外套を羽織っていても分かる、分厚い肩と大きな身体。
その隣には、ラウガと比べるとずいぶん小柄に見える二人が立っている。
「ラウガさん?」
「なんだ、お前、こんなところで何をしてやがる」
ラウガが、泥の道を気にも留めない様子で近づいてくる。
「それは僕が聞きたいです。どうしてドリスタに?」
「仕事だ、仕事。近くで少し用があってな。ちょうど片付いたところだ」
「そうだったんですね。僕は、昨日こちらへ着いたばかりなんです」
「ほう。何の用事だ?」
「父様から、こちらの仕事を見て学ぶように言われました。でも今日は雨で、採掘現場へ行けなくなってしまって」
「がはは! そりゃあ残念だったな」
ラウガの大きな笑い声を聞くと、知らない町の中に馴染みのある場所ができたように感じた。
「ユキア様、お知り合いですか?」
グレンが、警戒を解かないまま尋ねる。
「はい。エルヴィンの家で、何度か会っている方です」
「ラウガだ」
その言葉に、グレンはすぐ警戒を解いたわけではなかったけれど、剣呑な空気は少し薄れた。
「ラウガさんたちは、これから夕食ですか?」
「おう。そのつもりだ。連れとどこかで腹に入れようと思ってな」
ラウガが、親指で後ろを示した。
少し離れた場所にいた二人が、何の話だろうという顔でこちらを見ている。
「でしたら、僕たちもご一緒していいですか?」
「ほう。
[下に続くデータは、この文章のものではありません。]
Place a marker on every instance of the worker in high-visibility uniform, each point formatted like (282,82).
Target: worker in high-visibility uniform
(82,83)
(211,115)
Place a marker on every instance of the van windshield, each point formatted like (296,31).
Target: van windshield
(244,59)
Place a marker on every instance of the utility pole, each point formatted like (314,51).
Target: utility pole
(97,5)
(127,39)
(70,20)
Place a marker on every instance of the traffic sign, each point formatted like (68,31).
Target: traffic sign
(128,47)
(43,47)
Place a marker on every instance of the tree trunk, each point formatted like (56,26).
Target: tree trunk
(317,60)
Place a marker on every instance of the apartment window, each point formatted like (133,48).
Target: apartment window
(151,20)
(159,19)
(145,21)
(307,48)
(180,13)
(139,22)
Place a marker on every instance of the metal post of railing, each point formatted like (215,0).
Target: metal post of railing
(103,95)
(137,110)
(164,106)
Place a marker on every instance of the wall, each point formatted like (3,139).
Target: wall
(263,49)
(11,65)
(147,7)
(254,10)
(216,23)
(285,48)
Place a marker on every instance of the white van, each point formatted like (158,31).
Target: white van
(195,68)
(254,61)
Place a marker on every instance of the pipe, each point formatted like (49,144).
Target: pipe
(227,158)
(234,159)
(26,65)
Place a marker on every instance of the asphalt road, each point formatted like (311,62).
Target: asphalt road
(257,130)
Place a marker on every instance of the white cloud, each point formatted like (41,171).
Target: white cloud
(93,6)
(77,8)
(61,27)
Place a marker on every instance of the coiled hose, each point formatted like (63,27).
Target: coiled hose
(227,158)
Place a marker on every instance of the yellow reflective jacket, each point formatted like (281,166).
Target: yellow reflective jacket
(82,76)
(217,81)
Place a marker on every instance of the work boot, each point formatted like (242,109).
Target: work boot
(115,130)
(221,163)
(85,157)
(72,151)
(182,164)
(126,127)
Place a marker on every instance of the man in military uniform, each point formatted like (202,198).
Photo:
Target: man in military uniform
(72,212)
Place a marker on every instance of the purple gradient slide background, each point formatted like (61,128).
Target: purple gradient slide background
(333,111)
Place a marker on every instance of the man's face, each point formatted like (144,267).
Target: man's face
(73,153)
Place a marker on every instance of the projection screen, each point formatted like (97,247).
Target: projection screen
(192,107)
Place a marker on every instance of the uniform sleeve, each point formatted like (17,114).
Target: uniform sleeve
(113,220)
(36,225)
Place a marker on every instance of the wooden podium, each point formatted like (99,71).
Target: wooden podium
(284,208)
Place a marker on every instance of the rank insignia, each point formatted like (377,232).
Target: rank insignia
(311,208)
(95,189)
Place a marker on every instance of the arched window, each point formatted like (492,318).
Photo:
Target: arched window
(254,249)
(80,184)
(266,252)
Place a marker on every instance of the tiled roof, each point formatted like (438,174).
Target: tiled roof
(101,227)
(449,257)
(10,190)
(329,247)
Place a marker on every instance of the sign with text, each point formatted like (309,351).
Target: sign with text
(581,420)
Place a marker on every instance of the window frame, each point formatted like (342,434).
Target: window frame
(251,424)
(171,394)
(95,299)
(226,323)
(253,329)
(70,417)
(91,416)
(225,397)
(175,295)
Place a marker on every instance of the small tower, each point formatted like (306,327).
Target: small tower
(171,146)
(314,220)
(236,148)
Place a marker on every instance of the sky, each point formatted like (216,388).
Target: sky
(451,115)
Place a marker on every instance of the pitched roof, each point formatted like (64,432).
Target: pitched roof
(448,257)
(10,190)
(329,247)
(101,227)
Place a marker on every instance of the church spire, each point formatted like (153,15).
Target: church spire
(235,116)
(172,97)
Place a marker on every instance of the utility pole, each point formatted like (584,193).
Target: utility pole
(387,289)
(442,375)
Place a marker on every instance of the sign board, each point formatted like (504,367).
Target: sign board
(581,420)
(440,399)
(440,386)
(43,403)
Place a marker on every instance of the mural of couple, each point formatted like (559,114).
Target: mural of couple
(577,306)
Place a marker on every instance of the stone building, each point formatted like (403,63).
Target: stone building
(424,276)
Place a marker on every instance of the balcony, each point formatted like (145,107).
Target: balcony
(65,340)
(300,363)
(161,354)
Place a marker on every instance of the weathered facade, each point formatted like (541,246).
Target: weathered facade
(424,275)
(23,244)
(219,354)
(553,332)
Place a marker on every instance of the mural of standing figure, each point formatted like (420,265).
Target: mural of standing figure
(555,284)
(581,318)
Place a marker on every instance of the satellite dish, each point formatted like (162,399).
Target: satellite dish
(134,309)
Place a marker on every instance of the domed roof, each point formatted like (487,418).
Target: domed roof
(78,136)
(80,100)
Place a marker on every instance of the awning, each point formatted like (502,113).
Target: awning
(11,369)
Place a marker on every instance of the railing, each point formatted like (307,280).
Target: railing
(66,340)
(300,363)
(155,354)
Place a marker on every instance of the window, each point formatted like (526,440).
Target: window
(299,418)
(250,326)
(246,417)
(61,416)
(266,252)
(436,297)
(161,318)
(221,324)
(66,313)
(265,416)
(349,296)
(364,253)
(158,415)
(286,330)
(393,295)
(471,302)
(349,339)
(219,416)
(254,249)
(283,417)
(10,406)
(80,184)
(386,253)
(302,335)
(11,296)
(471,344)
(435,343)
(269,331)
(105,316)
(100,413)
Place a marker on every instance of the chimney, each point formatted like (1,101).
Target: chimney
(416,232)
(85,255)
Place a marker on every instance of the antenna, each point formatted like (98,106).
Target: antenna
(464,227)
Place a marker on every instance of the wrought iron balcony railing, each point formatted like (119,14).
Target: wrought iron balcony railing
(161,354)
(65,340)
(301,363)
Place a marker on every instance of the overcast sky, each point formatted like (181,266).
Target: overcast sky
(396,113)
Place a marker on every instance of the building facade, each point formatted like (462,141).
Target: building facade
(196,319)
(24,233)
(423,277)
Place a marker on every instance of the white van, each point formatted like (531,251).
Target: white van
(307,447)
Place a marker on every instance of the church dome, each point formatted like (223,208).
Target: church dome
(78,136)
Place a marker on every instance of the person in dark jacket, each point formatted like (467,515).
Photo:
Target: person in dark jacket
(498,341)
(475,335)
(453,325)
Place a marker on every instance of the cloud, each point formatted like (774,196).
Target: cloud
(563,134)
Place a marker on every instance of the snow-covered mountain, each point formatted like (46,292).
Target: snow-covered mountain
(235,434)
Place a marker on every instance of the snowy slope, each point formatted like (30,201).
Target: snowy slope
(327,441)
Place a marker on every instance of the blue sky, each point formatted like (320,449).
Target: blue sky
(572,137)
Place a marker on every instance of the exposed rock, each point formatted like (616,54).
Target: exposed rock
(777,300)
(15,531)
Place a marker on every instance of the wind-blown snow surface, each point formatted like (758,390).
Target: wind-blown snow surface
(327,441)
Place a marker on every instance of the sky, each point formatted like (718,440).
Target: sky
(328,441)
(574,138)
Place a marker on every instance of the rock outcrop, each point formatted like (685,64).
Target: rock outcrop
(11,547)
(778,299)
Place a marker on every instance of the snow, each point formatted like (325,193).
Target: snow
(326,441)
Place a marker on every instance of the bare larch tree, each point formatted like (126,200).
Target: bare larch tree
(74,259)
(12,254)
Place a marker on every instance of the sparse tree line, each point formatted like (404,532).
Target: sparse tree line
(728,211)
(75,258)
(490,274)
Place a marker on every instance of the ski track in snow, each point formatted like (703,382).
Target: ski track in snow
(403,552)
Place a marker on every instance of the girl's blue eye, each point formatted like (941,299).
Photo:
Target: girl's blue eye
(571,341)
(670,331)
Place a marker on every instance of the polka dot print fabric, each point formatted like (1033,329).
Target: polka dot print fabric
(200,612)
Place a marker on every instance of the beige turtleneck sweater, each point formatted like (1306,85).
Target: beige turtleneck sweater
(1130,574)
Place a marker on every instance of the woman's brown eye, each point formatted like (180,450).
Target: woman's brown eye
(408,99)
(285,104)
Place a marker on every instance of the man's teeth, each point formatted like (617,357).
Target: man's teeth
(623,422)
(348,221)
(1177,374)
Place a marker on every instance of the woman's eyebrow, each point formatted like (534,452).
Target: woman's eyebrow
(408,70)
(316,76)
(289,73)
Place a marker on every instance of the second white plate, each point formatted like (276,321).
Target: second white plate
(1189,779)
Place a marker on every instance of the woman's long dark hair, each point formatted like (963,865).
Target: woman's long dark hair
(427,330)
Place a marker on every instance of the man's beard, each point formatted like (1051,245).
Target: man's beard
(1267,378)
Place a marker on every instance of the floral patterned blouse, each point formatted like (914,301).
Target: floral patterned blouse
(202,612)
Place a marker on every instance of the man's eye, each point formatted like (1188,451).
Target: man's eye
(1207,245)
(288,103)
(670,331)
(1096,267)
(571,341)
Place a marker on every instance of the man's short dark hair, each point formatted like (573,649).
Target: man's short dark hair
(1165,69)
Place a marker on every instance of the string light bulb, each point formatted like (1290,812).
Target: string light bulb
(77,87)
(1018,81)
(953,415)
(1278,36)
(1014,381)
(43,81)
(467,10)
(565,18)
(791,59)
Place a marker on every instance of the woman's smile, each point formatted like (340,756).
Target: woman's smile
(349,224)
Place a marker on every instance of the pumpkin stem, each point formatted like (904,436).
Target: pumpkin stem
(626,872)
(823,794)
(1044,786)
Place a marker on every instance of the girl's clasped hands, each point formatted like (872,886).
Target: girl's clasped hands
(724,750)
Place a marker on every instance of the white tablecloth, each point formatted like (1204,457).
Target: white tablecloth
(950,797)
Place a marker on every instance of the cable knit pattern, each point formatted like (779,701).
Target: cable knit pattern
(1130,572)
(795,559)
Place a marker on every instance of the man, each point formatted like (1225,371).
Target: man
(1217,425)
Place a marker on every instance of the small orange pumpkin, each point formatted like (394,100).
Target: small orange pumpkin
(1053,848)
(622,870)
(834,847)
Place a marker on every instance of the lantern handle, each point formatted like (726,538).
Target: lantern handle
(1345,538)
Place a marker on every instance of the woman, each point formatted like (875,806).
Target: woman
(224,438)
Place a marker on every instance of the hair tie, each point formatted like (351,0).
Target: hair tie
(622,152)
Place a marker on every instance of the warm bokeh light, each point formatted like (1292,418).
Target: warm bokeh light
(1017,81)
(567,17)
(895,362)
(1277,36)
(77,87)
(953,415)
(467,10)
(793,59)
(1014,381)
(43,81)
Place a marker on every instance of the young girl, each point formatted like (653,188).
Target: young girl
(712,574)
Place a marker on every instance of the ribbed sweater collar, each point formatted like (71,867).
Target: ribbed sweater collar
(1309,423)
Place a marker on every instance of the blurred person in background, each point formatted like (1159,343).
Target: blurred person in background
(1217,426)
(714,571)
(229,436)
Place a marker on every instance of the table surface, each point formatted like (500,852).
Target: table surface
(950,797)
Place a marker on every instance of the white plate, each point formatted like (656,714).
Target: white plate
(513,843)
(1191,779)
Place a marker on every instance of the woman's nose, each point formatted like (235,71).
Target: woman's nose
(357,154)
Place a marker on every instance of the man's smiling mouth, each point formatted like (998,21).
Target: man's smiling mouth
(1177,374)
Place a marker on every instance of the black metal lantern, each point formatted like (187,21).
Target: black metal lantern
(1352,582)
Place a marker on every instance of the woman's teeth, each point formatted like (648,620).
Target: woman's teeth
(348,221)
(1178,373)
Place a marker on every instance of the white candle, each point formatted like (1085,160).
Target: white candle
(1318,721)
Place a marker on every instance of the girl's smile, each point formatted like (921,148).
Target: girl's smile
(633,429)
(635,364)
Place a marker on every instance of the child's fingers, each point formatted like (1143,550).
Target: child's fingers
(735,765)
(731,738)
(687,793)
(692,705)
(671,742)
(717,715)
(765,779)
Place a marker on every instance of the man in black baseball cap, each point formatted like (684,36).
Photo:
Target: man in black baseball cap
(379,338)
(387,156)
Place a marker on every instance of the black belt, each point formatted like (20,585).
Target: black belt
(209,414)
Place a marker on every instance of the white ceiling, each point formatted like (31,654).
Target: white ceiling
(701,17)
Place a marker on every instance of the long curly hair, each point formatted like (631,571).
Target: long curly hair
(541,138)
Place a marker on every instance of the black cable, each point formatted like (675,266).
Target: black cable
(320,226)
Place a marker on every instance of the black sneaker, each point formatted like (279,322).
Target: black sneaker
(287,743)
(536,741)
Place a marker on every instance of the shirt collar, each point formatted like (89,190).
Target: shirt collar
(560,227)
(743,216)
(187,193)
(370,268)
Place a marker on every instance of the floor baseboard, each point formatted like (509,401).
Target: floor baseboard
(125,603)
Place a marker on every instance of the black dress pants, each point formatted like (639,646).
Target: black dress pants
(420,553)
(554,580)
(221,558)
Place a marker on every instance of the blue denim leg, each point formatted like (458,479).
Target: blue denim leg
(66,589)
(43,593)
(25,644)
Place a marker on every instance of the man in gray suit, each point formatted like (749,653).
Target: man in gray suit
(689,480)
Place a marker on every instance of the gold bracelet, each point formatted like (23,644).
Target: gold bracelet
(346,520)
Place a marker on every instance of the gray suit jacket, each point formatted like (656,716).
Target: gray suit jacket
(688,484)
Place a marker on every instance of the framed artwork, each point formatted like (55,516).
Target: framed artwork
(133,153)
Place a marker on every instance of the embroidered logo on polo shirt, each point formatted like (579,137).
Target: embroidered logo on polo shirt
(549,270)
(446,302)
坊主が俺たちと飯か?」
「今日は、町の食事処で夕食を取ってみたいと思っていたんです。でも、僕たちだけでは、どの店がいいのか分からなくて」
そう言ってから、僕はグレンへ目を向けた。
「ラウガさんに案内してもらって、グレンも同行するなら、問題ありませんか?」
グレンは、ラウガと、その後ろの二人へ順に視線を向けた。
「店を確認した上で、私も同席するのであれば」
「だそうです」
「がはは! 護衛殿は堅いな。まあ、当然か」
「分かった。案内してやる。ただ、今日はいつもの店はやめておくか」
「いつもの店では、だめなんですか?」
「お前が気にしなくても、周りが気にするんだよ。領主様んところの坊主を連れて、騒がしい店へ入るわけにもいかんだろ」
ラウガはそう言ってから、離れた場所にいる二人の方を振り返った。
「おい、フィン、ミレア! こいつらも一緒に飯を食うぞ!」
ラウガが声を張ると、二人は揃ってこちらを見た。
小柄な男は一瞬きょとんとしたあと、すぐに呆れたような顔になり、若い女性とともにこちらへ歩いてきた。
「ちょっと待て、ラウガ」
近くまで来たところで、男が口を開いた。
「なぜ君は、こっちへ相談する前に話を決めるんだい?」
「一緒に飯を食うくらい、別に構わねえだろ」
「そういう問題じゃないんだよ」
近くで見ると、男は尖った耳を持つエルフだった。
成人の男性としては小柄で、ラウガの隣に立つと余計にその差が目につく。
隣の女性も小柄で、杖を抱えるように持ちながら、どこか落ち着かなさそうに視線を揺らしていた。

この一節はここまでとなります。